Incuber les deux ensembles d’assiettes pendant la nuit. L’assemblage correct de pSD2 a été confirmé par une digestion par restriction. pSD2 a ensuite été utilisé pour transformer 519,43 cellules de type sauvage.
Les colonies cultivées sous spectinomycine après une incubation d’une nuit ont été considérées comme des transformants positifs. La confirmation phénotypique de la mutation de la pneumolysine a été réalisée en évaluant l’activité hémolytique pour D39, 519/43 de type sauvage et 519/43 delta ply mutant. Cela a été comparé à l’hémolyse des globules rouges par 0,5 % de saponine, qui est considérée comme 100 %. Le mutant a perdu sa capacité à lyser les globules rouges.
Toutes les colonies positives ont été confirmées par séquençage pour évaluer l’emplacement de l’insertion. Des amorces avec des sites de liaison en dehors de la région d’homologie ont été utilisées.

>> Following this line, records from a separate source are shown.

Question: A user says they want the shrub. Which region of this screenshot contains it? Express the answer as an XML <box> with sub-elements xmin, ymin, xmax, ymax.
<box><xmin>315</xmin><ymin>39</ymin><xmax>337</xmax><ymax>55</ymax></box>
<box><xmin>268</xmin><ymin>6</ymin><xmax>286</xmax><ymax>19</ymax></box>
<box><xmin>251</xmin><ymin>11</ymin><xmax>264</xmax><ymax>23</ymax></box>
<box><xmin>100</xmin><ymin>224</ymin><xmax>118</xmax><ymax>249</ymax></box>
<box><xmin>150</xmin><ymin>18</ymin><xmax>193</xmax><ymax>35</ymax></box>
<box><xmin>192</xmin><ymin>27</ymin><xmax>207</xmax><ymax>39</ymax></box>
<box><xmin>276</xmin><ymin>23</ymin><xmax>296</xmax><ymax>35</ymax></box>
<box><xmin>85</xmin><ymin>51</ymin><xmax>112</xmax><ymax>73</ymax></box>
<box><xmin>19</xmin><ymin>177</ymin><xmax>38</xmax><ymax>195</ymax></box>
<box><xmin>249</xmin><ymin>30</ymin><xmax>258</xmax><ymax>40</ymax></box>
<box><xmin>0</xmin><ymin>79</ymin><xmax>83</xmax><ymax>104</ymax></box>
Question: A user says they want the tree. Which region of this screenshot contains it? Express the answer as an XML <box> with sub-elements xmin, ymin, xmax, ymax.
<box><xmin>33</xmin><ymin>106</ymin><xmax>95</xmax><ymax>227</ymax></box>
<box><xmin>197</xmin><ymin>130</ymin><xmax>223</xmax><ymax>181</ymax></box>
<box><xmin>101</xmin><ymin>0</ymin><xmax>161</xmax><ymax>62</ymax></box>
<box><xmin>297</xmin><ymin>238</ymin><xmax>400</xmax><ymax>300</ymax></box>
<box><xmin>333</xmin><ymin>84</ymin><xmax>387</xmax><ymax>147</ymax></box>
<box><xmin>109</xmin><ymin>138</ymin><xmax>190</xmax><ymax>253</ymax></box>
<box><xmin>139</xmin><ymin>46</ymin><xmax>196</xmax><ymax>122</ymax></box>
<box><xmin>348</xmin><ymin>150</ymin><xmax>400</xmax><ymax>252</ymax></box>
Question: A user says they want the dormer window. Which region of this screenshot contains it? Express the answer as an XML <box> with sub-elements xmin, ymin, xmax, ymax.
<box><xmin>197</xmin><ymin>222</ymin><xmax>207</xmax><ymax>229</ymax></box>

Lors de l’exécution de la réaction de transformation, il est important d’ajouter les réactifs dans le bon ordre.
View the full transcript and gain access to thousands of scientific videos
Cet article présente une méthode de modification génétique d'une souche de S. pneumoniae de sérotype 1 519/43, utilisant sa capacité naturelle à acquérir de l'ADN. L'étude démontre la création d'un mutant isogénique dans le gène de la pneumolysine (ply), ouvrant la voie à d'autres recherches.